The House will not have moved the game on unless any vote that we are asked to take is based on the kind of report envisaged by the right hon. Member for Birmingham, Ladywood and many others, which sets out the reasons for the proposed action and the legal authority for it—more like the 13-page opinion from the Attorney-General on
We must look at how that scrutiny is maintained appropriately once the conflict has begun, and later when it has finished. If we are to consider new ways in which the Executive explains its reasons for and seeks support for military action, surely we must also find new ways of scrutinising events afterwards. Positions on this have changed and hardened in the light of the Iraq experience, with the Conservatives now also committed to an inquiry, at an appropriate time, into what happened.
A great deal of political energy has been expended on the demands for and rejections of inquiries. Without constraining the Committees of the House in the work that they undertake, we ought to have a clearer system of review which, at the right moment, allows proper investigation of the background to conflicts and our involvement in them. Governments can no longer expect Members of the House or members of the public to accept anything at face value. After Iraq, who will?

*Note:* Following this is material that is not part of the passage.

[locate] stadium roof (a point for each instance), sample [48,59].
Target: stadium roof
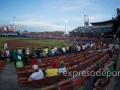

During the Second Reading debate on the private Member's Bill, a range of voices were raised in opposition to it. Legitimate issues were highlighted but, sadly, the clear objective for many on the day was to see the Bill killed off. That it was not even allowed to progress into Committee when ample opportunity was given makes that clear beyond doubt.
Whatever the reasons, we on the Liberal Democrat Benches welcome the fact that the political winds have changed direction. We must quickly return to all the detailed issues at the heart of this debate. Our priority must now be for Parliament to be put at the centre of decision-making and scrutiny, where it belongs.